If you look carefully, you can probably notice what was causing the issue with bottom left directions specifically: they are expressed by negative values. Why is this an issue? Each entity property has a minimum and maximum allowed value, and everything outside of this range is clamped. For MapOrientation this range is [0 ; 65535], meaning any negative values get clamped to zero. What greatly added to the confusion was that in the packet captures we have the client in fact did receive negative values for the MapOrientation property from the server. So the instinct was to look for bugs in how properties work. However, this turned out to be a massive waste of time. You see, the clamping happens within the PropertyCollection::SetPropertyValue() method. However, the replication of the value is handled by the ReplicatedPropertyCollection class that inherits from PropertyCollection. In its SetPropertyValue() override it passes all the arguments to the implementation from the base class and then notifies the client if the property actually changed.
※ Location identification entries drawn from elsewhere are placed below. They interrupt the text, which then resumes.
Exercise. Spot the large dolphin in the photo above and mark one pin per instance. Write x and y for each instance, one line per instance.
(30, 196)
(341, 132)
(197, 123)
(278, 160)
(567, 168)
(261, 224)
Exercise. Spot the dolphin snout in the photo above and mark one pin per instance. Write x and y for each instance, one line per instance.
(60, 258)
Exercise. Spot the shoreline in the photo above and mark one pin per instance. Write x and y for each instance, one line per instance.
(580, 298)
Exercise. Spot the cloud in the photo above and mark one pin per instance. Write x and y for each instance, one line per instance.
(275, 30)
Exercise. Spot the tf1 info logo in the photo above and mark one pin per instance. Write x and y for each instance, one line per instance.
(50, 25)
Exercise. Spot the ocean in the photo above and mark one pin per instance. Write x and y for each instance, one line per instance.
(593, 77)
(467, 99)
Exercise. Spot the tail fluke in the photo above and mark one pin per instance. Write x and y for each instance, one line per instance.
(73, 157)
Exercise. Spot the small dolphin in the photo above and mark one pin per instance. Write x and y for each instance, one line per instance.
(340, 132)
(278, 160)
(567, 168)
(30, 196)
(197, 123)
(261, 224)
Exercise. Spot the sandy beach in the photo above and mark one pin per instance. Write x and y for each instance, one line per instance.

Here is what the code looks like in our reimplementation:

protected override bool SetPropertyValue(PropertyId id, PropertyValue value, SetPropertyFlags flags)
{
    bool changed = base.SetPropertyValue(id, value, flags);

    if (changed)
        MarkPropertyChanged(id, value, flags);

    return changed;
}

The issue is that the new value is passed to the base implementation by value rather than by reference, which means the code clamps a copy of the value that was passed, and the value that is sent to the client is unaffected by it! In other words, both the client and the server clamp the original negative value to zero. Therefore, it is not possible to make the client accept negative values for MapOrientation without modifying its prototype data.

Figuring all of this out was the hard part, and the solution was actually incredibly easy. Rather than normalizing the value to a range of [-π ; π], we now get rid of negative values by using a range of [0 ; 2π]:

Rotation 2

And with that icons for distant players can now face bottom left, as they should:

Rotation 3

As insignificant as this bug may seem to be, I wanted to talk about it because it is a great example of one of the main difficulties we have with this project. Because we no longer have access to the original game, at times it can be hard to distinguish issues with our implementation from bugs that existed back in the day.